Additionally, Remote Therapeutic Monitoring (RTM) codes have become more accessible. New CPT codes now allow for monitoring periods as short as 2 days, rather than the previous 16-day requirement. This is a great way to bolster revenue and patient outcomes without solely relying on in-person visits that eat away at the Medicare threshold.
A Checklist for Threshold Success
To ensure your clinic thrives under the 2026 $2,480 therapy threshold, follow this checklist:
- Audit your tracking: Ensure your billing software or therapy billing services provider is accurately totaling PT/SLP and OT charges separately.
- Train the clinical team: Ensure every therapist knows the difference between "maintenance" and "skilled" documentation.
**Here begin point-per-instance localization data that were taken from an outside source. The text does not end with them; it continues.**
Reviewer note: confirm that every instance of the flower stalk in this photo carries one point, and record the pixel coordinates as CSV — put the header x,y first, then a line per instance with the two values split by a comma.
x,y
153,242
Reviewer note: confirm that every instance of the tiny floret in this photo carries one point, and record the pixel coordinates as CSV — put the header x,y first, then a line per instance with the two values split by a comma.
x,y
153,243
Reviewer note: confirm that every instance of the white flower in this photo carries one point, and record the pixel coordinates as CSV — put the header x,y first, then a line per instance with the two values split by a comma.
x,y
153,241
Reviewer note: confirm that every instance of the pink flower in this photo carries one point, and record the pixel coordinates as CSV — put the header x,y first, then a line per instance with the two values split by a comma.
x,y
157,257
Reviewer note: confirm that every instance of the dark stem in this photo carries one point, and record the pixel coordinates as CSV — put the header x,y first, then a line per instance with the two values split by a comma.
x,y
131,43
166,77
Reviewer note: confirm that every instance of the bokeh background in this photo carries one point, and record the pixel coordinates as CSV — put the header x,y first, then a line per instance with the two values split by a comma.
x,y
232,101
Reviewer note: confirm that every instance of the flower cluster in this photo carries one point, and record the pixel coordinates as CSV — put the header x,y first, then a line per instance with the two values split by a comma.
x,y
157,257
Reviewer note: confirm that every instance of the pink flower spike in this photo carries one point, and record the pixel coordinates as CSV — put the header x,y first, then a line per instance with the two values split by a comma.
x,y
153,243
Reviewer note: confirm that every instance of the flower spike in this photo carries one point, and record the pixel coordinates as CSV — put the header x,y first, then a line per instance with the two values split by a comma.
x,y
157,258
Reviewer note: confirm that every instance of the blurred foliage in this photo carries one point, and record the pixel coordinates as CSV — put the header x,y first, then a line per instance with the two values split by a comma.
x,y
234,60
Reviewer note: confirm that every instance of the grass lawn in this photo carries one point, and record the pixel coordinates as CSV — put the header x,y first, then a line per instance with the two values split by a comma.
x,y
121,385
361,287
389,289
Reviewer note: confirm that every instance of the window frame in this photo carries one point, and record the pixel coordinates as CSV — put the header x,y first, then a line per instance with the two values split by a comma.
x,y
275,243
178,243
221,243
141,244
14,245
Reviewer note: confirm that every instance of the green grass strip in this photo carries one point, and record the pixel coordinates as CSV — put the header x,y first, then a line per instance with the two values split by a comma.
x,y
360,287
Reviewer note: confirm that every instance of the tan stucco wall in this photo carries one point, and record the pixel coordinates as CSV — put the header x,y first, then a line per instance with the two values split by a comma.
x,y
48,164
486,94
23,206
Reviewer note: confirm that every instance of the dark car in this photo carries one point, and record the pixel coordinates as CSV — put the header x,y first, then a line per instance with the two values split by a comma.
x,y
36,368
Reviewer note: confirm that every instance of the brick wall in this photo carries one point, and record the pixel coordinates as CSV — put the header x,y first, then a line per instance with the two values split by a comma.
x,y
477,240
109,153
- Set "Warning" triggers: Create an internal alert when a patient reaches $2,200 so the team can prepare for the KX modifier.
- Review high-utilization patients: Conduct a internal Audit Prep for any patient approaching the $3,000 TMR mark.
- Front desk communication: Train staff to explain the threshold to patients so there are no surprises regarding their coverage.
Why Expertise Matters
Navigating the 2026 $2,480 therapy threshold is not just about adding a modifier to a claim; it is about protecting the financial health of your practice. Medicare billing is complex, and the rules change every year. Whether you are struggling with denials, slow A/R, or simply want to ensure your documentation can withstand an audit, having an expert partner makes all the difference.
ALS Integrated Services provides professional Medical Billing Services for Physical Therapy Clinics that go beyond just submitting claims. we look at the whole picture, from GP/GO/GN modifiers to the nuances of state-specific billing in Arizona, Pennsylvania, and Colorado.
If you are concerned about your clinic’s compliance or revenue stability, don't wait until you get a letter from a Medicare auditor. Let’s make sure your systems are ready for the challenges of 2026.
Ready to secure your clinic's financial future? Contact ALS Integrated Services today for a consultation on your revenue cycle and compliance strategy.
Frequently Asked Questions
Q: Is the $2,480 threshold a hard limit on how much I can bill?
A: No. It is a threshold that requires the KX modifier. As long as the services are medically necessary and documented as such, you can continue to treat and bill Medicare.
Q: Do I need to send my notes to Medicare when I hit $2,480?
A: No. You only send the claims with the KX modifier. However, you must have the notes ready if they are requested during an audit, especially if you exceed the $3,000 TMR threshold.
Q: Does the threshold include the patient's deductible?
A: Yes. The threshold is based on the total allowed charges, which includes both the amount Medicare pays and the amount the patient is responsible for (deductibles and coinsurance).
Q: What happens if I forget to use the KX modifier?
A: Medicare will typically deny the claim automatically. You will then have to go through the appeals process or resubmit the claim with the correct modifier, which delays your payment and increases administrative costs.